At the top I unfasten and unscrew and liberate their satellite dish. As proof I have been there. I imagine, as I scoot back down the sheer wall, that I can hear the groan of disappointment from inside the Robin Hood as the TV reception fucks up. They’d be watching the football.
And I’m away, with the satellite dish tucked under me arm. It’s the dish that calls the superhero members of the Justice League of America up to their satellite which orbits the earth. That’s what I reckon. And I can run!
SIXTEEN
The atmosphere was no better. It had got so that Judith dreaded going to work. And she was a good worker, she was never one for not enjoying her job. Shop work had always suited her because you saw people, but just recently the corner shop had stopped being a nice place to work. This was the business of the boss’s son and his interfering ways, his ideas for upgrading the shop. “It’s a tatty little shop on an estate!” Judith shouted at him. “What does it need upgrading for? We’ve got everything that everyone wants!”
The boss’s albino son looked at her. “Everything needs upgrading.” He was doing a business degree at the University of Sunderland and in his holidays his dad let him practise on the family business. All the threatened changes preyed on Judith’s nerves so that she could hardly sleep at night. It had been her agitation that made her daughter waylay the boss’s son one night after shutting up shop, and slap him one in the face. She wasn’t usually like that. She had meant to give him a reasonable talking to, one business-studies person to another, but the boy was obtuse. She had made his nose bleed. “Our Joanne,” Judith giggled when she was told. “I didn’t bring you up like that! Did he know who you were?”
It turned out Joanne had said this was from her mother: smack. Judith was horrified. “Whey, now they’ll sack me for sure!”

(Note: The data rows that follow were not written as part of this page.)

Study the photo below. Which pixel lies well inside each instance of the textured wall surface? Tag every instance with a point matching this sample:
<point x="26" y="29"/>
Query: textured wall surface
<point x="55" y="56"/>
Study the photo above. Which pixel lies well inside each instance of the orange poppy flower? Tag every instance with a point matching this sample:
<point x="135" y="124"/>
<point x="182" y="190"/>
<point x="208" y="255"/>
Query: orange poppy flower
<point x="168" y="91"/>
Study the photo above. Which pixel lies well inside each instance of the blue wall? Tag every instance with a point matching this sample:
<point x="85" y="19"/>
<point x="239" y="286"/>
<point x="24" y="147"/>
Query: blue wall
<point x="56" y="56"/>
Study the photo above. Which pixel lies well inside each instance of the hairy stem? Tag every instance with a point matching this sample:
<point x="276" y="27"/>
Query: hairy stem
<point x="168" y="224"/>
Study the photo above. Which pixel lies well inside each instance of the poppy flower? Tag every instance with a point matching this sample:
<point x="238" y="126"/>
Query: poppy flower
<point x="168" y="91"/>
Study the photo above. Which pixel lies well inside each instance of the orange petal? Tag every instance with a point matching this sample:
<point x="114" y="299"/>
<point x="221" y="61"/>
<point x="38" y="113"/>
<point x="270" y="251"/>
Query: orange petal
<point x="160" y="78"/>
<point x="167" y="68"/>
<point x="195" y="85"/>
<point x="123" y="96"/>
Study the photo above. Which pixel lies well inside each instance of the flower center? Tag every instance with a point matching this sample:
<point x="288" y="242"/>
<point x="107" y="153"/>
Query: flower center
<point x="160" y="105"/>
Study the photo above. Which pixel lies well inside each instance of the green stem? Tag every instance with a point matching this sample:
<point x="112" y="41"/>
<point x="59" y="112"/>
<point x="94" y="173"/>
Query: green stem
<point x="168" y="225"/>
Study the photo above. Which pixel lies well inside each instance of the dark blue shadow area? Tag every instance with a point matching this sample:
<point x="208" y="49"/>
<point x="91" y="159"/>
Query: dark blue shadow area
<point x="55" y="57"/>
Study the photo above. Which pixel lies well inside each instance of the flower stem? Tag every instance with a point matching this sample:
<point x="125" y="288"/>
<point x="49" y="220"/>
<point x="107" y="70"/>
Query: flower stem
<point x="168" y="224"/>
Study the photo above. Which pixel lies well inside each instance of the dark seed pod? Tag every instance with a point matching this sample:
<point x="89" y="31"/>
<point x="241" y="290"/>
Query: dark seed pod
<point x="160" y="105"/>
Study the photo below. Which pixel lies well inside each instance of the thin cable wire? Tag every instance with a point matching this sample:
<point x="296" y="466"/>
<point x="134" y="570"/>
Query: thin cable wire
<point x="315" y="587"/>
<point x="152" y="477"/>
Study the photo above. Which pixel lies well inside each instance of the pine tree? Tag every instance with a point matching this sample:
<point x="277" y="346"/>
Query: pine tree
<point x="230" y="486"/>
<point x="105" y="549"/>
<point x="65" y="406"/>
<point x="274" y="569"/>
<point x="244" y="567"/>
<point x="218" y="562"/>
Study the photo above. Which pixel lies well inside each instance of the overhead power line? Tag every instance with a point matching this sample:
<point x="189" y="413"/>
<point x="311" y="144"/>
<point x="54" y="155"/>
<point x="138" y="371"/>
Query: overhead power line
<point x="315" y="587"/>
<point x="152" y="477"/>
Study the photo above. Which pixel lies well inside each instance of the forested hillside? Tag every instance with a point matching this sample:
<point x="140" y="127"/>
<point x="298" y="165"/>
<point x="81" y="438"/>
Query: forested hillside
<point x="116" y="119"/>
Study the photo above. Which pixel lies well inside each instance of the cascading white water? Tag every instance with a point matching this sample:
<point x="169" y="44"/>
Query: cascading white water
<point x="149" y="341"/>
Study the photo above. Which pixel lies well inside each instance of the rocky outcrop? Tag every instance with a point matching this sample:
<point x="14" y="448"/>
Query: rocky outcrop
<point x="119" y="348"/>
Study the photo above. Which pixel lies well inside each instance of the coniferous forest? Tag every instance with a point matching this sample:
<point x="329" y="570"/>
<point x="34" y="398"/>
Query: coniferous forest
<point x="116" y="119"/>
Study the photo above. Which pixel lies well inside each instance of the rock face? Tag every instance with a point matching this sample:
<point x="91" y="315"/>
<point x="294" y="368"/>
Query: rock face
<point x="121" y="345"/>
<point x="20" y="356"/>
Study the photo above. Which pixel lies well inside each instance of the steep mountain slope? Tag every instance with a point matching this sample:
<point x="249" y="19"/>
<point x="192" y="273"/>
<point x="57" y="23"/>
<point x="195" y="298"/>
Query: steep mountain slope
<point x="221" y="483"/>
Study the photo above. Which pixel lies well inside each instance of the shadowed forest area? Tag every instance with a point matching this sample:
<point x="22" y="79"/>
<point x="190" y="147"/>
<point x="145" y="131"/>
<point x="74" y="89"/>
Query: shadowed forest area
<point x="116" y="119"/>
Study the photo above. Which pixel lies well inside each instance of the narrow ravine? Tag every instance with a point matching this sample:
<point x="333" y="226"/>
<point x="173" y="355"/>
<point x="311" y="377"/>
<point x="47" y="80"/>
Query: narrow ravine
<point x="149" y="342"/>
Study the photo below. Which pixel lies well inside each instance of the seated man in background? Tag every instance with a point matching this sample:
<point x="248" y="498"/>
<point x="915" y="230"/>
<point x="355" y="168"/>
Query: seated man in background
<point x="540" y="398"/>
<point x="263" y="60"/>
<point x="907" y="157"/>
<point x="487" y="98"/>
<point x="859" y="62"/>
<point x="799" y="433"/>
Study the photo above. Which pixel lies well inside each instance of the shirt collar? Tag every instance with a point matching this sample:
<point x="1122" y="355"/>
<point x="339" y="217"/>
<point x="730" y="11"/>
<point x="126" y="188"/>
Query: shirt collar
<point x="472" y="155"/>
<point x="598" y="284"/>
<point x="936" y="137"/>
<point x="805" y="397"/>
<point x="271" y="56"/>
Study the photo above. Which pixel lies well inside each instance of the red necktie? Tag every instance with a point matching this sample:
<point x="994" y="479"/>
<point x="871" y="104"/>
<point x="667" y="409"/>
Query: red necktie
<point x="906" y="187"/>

“That would be unfair dismissal,” said her daughter implacably. “And besides, do you think that cocky little short-arse will want to tell his father he was clocked one by a lass?”
“I suppose not.”
“Well then,” said her daughter. “Your job’s safe.”
And she was right. Not a word was said. But the atmosphere in the place had turned awful. The boss’s son treated her like dirt in front of customers. He wouldn’t let her play the tapes she wanted over the speakers — she loved the Pan Pipes, she thought they were relaxing. He insisted they had a station with lots of contemporary, dancey pop music. Judith came home each night with her head throbbing.
“My feet and my head are throbbing!” she’d cry, throwing herself in a chair. “I hate that shop!”
It was a shame. That shop had once been such fun. It had seemed like her own private shop. It was funny how things went downhill, how times changed. How you were never aware of your own peak.
She walked to work, ten minutes or so, with a heavy heart. First thing in the morning it was dark and the ground was silver. They said they could still have snow this year.
For the first hour of each morning the shop was hers again. The boss’s son wouldn’t be in till eight at the earliest. Judith was there for the early crowd wanting fags and milk and papers. Often she saw Fran when she was returning home from her cleaning job at Fujitsu. For that first, very early hour, it could seem that things were just the same. But then, when it became a more ordinary time of day, when the charm of earliness wore off, that brat would arrive to start shouting his mouth off.
This morning Judith unlocked the shutters and the whole series of locks that kept the corner shop safe. The lights on the deli counter and the fridges were left on all night, so the first thing she saw in the gloom each morning was, beyond the dark shelves and aisles, their lemon glow.